Ella se dirigió hacia el frente de la cama. No decía una sola palabra. Me acerqué y la besé. Nuestras lenguas se fusionaron hasta parecer una sola mientras manoseaba su cuerpo hasta intentar llegar a sus nalgas. La senté en una de las orillas de la cama y continué con los besos y caricias. Permití que se acostara, abrí sus piernas y comencé a besarlas, la senté nuevamente halándola con mi mano y le quité la blusa y el sostén. Le apreté las tetas se las besé las manoseé y se las sacudí mientras mi entras miraba cómo temblaban y respondían a mi manipulación, le besaba los pezones uno a uno mientras le agarraba la otra teta. Fui besando el resto de su cuerpo hasta que llegué abajo, me inqué le abrí las piernas y le despojé de su calzón manteniéndole la faldita que llevaba puesta, misma que no se quitaría en toda la noche, besé la parte interna de sus piernas y después me de dediqué a chupar su coñito, ella empezó a gemir. Eran unos gemidos leves y pausados, que hacían suponer que estaba disfrutando.

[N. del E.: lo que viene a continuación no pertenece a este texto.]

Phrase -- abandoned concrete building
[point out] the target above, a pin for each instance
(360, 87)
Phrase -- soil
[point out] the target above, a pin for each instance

Me levanté y me desvestí, me quité la camiseta y los pantalones dejando mi verga al aire. Ella la esperaba con las piernas abiertas y yo la penetré y me la empecé a coger con un buen ritmo. Mete, saca, mete, saca, la sensación era maravillosa. El volumen (relativamente alto), la frecuencia, el timbre y el tono de sus gemidos a estas alturas me excitaban aun más. Tras cogérmela por un lapso considerable nos incorporamos, apagamos la luz, prendimos la tele y nos colocamos en la cabecera para estar más cómodos. Ella se acostó primero panza arriba y abrió las piernas, me dí a la tarea de culpársela de nuevo, cabe señalar que sus sabor es exquisito, y su aroma a hembra me excitaba de sobremanera. Abrí aun más sus piernas y la volví a coger y eso se repitió no recuerdo cuantas veces.